Una eventuale opzione militare in Libia "non è da considerare con leggerezza". Lo ha detto il ministro degli Esteri Franco Frattini, rispondendo a una domanda nel corso di un'intervista a Radio 24. "Evidentemente - ha proseguito - ci vogliono mandati precisi del Consiglio di sicurezza, della Nato, ma soprattutto abbiamo sentito le parole molto chiare della Lega araba" la quale "ha detto con assoluta chiarezza: 'gli occidentali non entrino con militari, con eserciti, con forze armate'. Solo chi non conosca per niente il mondo arabo - ha affermato Frattini - può parlare con leggerezza di un'azione nel cuore del mondo arabo da parte di militari occidentali". Quanto a Gheddafi, non è più un interlocutore possibile, ha considerato il ministro, "lo ha detto l'intera comunità internazionale, si tratta di una persona, lui stesso e la sua famiglia - ha sottolineato Frattini - sottoposti a sanzioni gravi dal Consiglio di sicurezza dell'Onu".
"Stiamo aiutando il popolo libico", ha proseguito il titolare della Farnesina, ma il trattato Italia-Libia "è giuridicamente sospeso perché, semplicemente, viene meno un interlocutore". "Un trattato si firma tra due governi, ma resta in vigore tra due Stati - ha sottolineato il ministro - Ho detto con grande chiarezza che non deve essere annullato, deve considerarsi sospeso, perché noi speriamo presto in una nuova Libia e quel trattato deve riprendere vigore".
Nel frattempo è tutto pronto per la missione italiana che porterà aiuti a Bengasi e che allestirà un campo in Tunisia al confine con la Libia: in serata salperà la nave italiana. "Credo che già stasera possa partire da Catania la nave italiana che da ieri sta caricando derrate alimentari, impianti per l'elettrificazione e la potabilizzazione", ha spiegato il ministro.
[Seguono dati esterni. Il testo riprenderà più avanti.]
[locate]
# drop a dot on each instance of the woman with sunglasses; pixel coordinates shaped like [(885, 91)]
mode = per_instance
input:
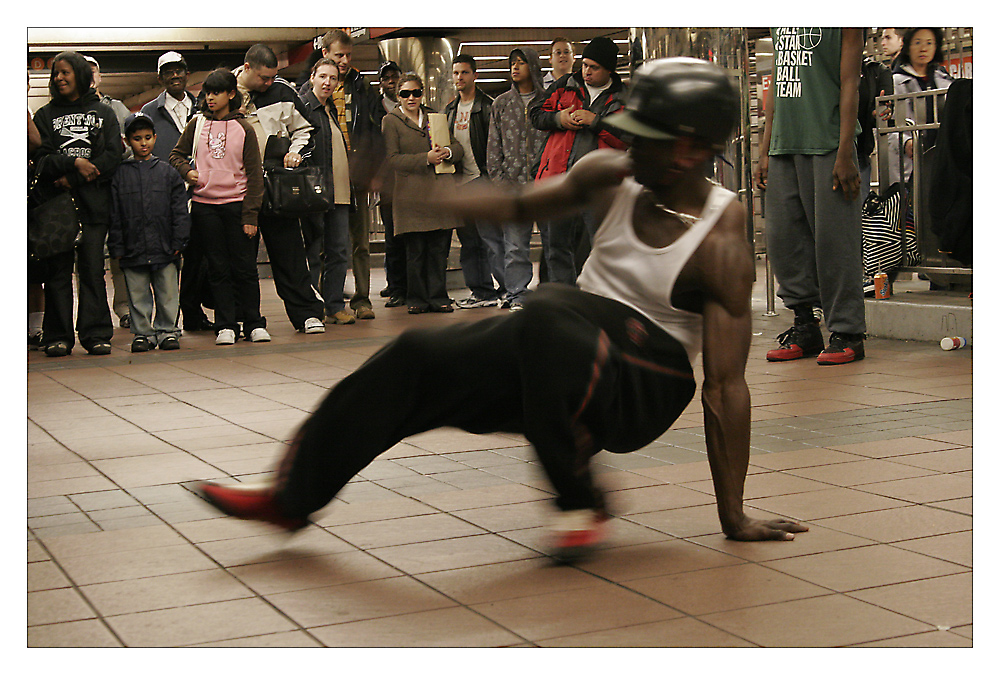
[(426, 231)]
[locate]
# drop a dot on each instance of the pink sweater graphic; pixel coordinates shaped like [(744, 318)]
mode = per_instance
[(219, 160)]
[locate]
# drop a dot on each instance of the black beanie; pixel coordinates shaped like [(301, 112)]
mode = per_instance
[(603, 51)]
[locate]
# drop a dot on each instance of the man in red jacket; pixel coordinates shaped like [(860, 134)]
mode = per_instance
[(571, 110)]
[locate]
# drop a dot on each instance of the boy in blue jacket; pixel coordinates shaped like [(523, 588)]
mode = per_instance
[(150, 226)]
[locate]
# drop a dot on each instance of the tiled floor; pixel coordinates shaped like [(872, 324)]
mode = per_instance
[(438, 543)]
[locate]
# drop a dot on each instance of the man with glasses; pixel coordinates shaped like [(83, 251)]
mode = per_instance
[(353, 100), (395, 251), (275, 110)]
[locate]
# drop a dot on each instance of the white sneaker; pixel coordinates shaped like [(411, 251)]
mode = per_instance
[(313, 325), (259, 335)]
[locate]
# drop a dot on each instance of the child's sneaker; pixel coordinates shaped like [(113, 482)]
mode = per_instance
[(576, 534), (259, 335), (141, 344), (249, 502), (844, 348), (313, 325)]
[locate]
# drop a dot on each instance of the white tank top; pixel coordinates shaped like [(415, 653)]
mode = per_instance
[(623, 268)]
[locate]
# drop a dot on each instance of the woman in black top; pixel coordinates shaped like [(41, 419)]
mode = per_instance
[(81, 149)]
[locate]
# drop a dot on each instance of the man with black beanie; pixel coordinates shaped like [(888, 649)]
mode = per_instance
[(571, 110)]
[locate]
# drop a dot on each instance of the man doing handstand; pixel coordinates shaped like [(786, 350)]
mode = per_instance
[(606, 366)]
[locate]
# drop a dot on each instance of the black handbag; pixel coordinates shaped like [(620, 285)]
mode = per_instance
[(294, 192), (299, 191), (53, 223)]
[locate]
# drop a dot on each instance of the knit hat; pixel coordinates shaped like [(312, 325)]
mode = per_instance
[(603, 51), (388, 67)]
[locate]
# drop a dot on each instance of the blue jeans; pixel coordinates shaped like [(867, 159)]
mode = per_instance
[(511, 243), (148, 288), (336, 243), (478, 265), (559, 242)]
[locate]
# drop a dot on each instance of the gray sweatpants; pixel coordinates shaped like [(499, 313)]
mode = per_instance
[(814, 239)]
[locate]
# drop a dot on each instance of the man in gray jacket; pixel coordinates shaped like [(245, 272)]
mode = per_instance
[(513, 145)]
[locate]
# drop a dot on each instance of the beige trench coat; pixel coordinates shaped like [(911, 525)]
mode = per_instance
[(406, 147)]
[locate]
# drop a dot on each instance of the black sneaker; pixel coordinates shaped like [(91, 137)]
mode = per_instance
[(844, 348), (169, 343), (58, 349), (99, 349), (802, 339)]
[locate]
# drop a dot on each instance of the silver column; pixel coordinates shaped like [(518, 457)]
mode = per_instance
[(726, 48), (428, 57)]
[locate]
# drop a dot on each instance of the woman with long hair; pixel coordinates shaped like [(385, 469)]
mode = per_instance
[(217, 154), (918, 68)]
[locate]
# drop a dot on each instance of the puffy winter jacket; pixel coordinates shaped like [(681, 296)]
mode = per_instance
[(149, 213), (565, 146)]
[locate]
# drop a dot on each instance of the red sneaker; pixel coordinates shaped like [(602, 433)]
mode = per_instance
[(576, 534), (844, 348), (802, 339), (249, 502)]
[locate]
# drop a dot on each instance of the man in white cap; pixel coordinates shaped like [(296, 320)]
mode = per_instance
[(172, 109), (170, 112)]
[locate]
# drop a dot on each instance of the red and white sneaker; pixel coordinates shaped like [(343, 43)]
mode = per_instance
[(249, 502), (844, 348), (576, 534)]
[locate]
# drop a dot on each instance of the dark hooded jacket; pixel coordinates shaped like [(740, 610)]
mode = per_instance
[(82, 128), (564, 147), (150, 221), (514, 143)]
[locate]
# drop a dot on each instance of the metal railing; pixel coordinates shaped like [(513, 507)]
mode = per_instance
[(926, 107)]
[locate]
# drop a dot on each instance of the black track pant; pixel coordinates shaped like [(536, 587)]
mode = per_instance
[(574, 372)]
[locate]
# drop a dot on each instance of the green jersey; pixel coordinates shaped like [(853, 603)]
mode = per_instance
[(806, 82)]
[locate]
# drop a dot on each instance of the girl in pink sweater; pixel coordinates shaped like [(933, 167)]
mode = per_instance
[(219, 157)]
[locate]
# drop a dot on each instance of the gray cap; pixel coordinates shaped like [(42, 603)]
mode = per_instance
[(679, 96)]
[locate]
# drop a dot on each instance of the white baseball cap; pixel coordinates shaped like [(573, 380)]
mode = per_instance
[(169, 57)]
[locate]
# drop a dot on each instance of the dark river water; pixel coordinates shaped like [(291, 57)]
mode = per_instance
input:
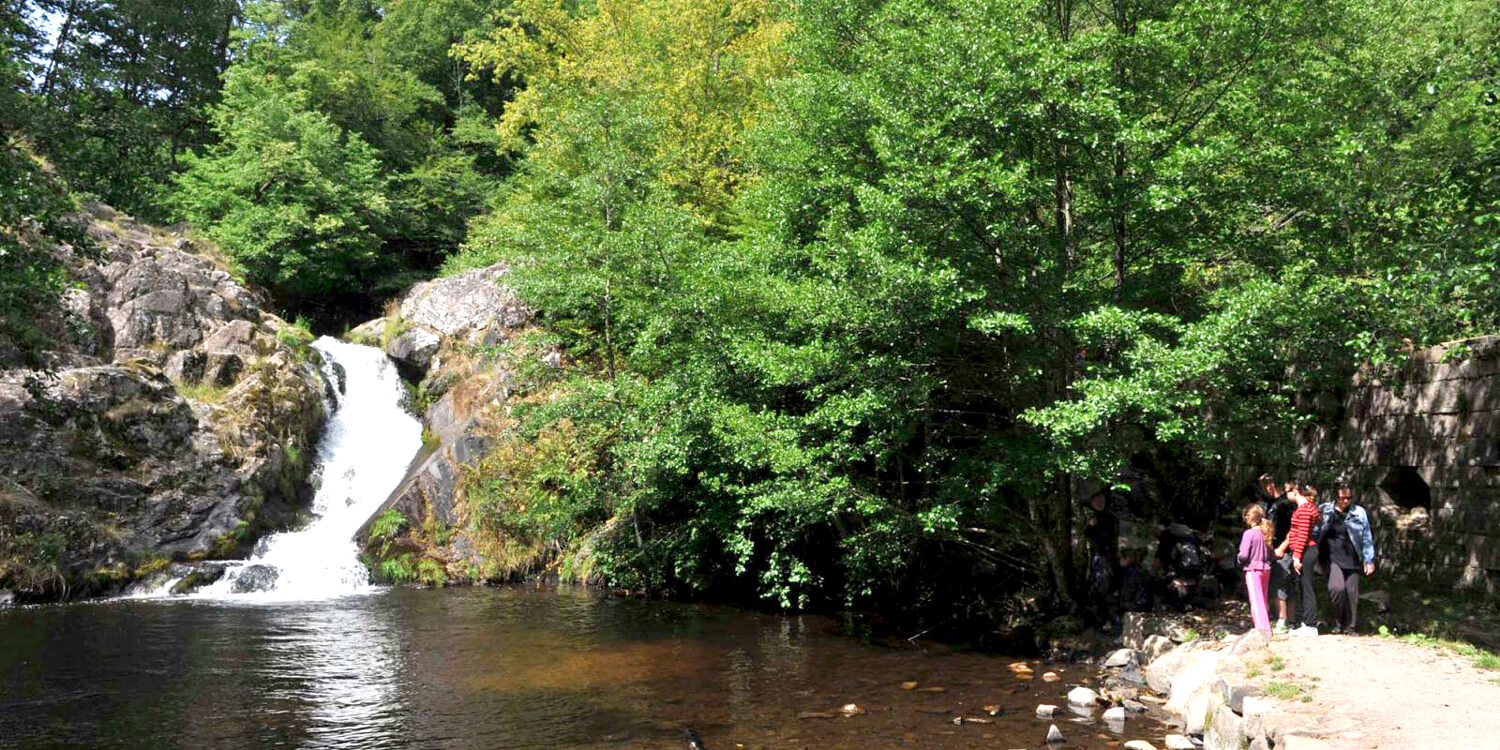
[(504, 668)]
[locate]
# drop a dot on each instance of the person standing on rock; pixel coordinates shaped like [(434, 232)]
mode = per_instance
[(1254, 558), (1301, 548), (1349, 549), (1104, 549), (1283, 573)]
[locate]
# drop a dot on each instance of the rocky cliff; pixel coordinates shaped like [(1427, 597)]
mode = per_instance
[(1419, 443), (173, 417), (450, 338)]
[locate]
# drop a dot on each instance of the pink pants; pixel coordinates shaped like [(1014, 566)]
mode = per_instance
[(1256, 581)]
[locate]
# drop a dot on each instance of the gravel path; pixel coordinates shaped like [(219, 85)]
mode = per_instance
[(1380, 693)]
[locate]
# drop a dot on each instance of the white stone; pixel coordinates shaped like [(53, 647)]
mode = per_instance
[(1083, 696), (1200, 710), (1197, 674), (1157, 645), (1254, 713)]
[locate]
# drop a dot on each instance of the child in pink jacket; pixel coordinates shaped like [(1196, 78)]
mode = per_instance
[(1254, 557)]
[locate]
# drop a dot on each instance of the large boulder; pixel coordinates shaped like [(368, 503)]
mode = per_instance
[(471, 308), (171, 417), (441, 336)]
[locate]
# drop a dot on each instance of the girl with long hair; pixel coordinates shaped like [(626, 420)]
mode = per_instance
[(1254, 558)]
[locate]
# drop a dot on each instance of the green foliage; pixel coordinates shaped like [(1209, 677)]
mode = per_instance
[(1479, 657), (287, 194), (387, 525), (401, 569), (1287, 690), (123, 89), (969, 257)]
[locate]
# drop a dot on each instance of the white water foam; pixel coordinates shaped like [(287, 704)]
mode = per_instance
[(362, 456)]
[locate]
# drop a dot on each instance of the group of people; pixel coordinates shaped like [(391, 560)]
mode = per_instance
[(1289, 534)]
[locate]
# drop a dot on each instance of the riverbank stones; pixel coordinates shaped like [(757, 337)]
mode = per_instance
[(1082, 696)]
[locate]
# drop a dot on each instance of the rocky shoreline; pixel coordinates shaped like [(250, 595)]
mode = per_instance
[(1203, 687), (171, 419)]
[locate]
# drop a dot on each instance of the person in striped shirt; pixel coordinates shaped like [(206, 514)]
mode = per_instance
[(1302, 546)]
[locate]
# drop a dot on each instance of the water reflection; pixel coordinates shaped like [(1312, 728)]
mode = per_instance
[(486, 669)]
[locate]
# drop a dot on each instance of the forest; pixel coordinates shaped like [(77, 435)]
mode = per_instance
[(858, 297)]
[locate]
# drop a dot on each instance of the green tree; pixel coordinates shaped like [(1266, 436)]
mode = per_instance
[(125, 90), (293, 198)]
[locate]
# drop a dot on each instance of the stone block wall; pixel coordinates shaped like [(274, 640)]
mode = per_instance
[(1421, 444)]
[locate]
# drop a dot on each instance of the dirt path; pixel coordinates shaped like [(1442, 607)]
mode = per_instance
[(1379, 693)]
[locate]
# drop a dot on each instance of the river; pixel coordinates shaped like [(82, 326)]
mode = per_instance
[(296, 648), (497, 668)]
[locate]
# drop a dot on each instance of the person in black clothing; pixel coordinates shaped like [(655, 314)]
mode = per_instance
[(1349, 548), (1181, 560), (1104, 542)]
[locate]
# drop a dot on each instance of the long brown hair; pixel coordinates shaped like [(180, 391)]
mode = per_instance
[(1256, 516)]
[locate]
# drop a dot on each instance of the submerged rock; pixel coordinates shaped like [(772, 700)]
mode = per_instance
[(200, 576), (254, 578), (1082, 696)]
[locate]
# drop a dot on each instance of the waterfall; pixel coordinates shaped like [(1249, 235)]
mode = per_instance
[(362, 458)]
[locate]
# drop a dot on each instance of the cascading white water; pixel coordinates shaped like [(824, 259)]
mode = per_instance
[(363, 455)]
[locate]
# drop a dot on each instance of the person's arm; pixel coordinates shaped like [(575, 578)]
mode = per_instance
[(1367, 543)]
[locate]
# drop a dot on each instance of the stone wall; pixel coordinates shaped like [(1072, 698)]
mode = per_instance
[(1421, 444)]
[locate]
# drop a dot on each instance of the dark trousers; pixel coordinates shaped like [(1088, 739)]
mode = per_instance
[(1308, 615), (1343, 593)]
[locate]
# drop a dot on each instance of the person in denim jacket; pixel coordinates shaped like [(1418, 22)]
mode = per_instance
[(1349, 549)]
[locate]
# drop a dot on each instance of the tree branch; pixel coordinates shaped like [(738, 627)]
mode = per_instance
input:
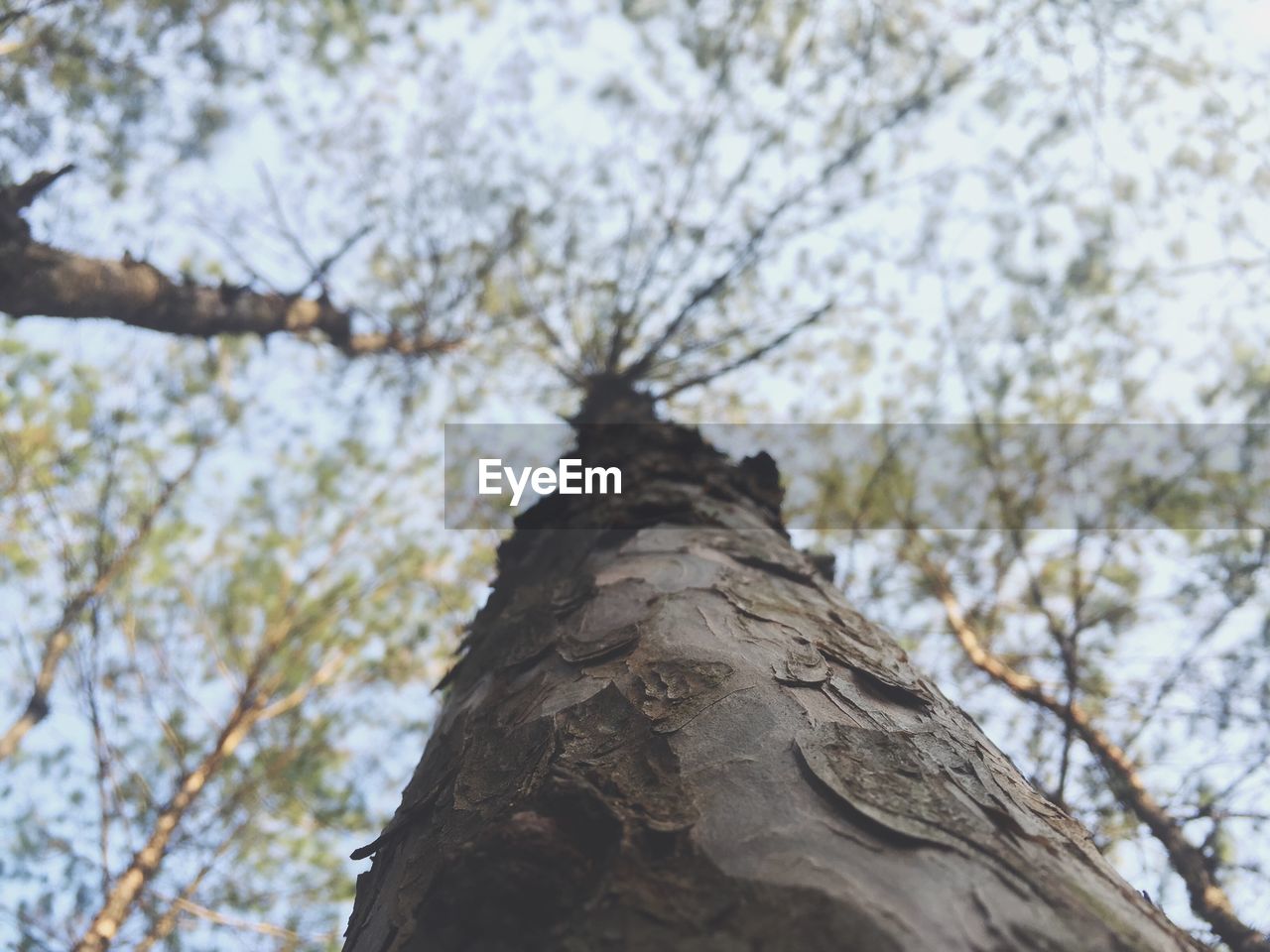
[(1206, 897), (39, 280)]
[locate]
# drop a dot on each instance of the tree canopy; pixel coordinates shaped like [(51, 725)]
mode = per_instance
[(318, 229)]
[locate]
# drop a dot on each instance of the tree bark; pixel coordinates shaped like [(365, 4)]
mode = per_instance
[(667, 731), (39, 280)]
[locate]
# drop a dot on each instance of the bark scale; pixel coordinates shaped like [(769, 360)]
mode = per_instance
[(671, 733)]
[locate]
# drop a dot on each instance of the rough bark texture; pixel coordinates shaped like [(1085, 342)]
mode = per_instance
[(672, 734)]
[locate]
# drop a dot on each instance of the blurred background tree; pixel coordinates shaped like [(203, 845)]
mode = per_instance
[(226, 584)]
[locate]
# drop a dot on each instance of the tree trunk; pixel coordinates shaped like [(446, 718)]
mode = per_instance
[(668, 733)]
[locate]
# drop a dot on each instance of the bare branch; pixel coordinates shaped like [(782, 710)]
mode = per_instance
[(1206, 897), (39, 280)]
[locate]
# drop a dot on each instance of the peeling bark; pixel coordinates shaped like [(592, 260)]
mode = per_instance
[(675, 734)]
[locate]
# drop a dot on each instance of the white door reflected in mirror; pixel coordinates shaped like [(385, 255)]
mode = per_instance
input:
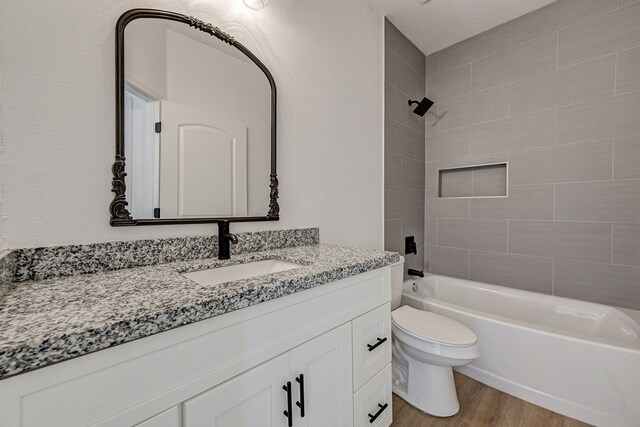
[(197, 125)]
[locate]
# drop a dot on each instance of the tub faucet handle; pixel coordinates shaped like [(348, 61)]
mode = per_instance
[(413, 272)]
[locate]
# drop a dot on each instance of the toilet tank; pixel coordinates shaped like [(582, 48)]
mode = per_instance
[(397, 276)]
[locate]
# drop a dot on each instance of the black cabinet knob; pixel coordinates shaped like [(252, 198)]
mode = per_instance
[(372, 347), (374, 417)]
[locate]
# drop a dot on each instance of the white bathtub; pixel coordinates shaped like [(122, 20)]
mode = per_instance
[(576, 358)]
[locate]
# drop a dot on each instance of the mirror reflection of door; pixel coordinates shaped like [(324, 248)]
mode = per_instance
[(141, 113), (212, 155), (198, 149)]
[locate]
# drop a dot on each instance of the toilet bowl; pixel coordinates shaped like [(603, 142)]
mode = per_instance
[(426, 348)]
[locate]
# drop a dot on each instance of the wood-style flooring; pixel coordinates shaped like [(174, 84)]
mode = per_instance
[(481, 405)]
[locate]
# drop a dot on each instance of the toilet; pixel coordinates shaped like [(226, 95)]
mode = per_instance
[(426, 348)]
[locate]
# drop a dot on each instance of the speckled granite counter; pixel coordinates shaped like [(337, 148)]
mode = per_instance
[(53, 320)]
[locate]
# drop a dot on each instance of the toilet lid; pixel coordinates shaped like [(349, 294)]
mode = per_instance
[(432, 326)]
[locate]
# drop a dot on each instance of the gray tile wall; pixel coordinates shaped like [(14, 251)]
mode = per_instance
[(404, 167), (556, 93)]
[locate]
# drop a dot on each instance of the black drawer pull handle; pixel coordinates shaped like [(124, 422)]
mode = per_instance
[(372, 418), (372, 347), (300, 403), (288, 413)]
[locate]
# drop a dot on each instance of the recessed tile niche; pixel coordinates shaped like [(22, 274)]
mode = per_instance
[(488, 180)]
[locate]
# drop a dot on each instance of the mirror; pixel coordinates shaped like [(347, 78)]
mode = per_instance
[(195, 125)]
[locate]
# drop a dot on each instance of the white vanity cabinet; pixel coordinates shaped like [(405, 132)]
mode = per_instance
[(229, 371), (317, 375)]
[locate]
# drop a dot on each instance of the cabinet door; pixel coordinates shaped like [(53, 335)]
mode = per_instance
[(326, 365), (252, 399)]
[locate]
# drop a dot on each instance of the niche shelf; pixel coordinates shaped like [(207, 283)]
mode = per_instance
[(475, 181)]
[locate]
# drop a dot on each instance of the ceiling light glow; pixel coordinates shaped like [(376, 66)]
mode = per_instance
[(255, 4)]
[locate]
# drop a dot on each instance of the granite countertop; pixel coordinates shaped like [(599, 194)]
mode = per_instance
[(53, 320)]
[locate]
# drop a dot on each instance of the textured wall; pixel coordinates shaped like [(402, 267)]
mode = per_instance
[(403, 146), (58, 116), (556, 93)]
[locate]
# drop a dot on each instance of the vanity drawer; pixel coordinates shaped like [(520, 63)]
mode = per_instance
[(371, 344), (372, 403)]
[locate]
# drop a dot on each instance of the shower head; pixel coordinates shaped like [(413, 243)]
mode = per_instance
[(423, 106)]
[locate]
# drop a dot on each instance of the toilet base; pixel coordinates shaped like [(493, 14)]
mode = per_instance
[(430, 388)]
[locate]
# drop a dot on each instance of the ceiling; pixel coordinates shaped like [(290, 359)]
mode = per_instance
[(442, 23)]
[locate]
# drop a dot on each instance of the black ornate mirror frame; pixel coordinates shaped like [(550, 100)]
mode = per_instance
[(120, 215)]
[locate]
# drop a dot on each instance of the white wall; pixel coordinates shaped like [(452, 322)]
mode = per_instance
[(58, 115)]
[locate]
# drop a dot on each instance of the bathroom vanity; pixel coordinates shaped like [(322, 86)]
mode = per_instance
[(308, 346)]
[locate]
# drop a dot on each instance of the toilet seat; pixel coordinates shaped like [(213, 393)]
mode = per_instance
[(432, 327)]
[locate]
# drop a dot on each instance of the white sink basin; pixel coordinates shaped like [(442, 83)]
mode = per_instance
[(218, 275)]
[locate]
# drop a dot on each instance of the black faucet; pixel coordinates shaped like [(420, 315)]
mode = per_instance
[(224, 239), (413, 272)]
Ci vorranno 30 ore di navigazione per arrivare al porto di Bengasi. Sul versante tunisino, "il team della Farnesina e quello della Protezione civile sono già sul posto e stanno verificando dove montare le tende", ha spiegato il ministro. L'obiettivo è "aiutare l'evacuazione di alcune decine di migliaia di cittadini egiziani".
Al confine tra Libia e Tunisia "abbiamo visto circa 90mila persone e sappiamo che in tutta la Libia ci sono almeno un milione e mezzo di non libici, che perdendo il lavoro non sanno dove andare", ha detto Frattini, concludendo: "non possiamo immaginare da dove potrebbero provenire altri flussi", per cui "dobbiamo essere pronti" al cosiddetto piano B di cui ha parlato il ministro dell'Interno Roberto Maroni.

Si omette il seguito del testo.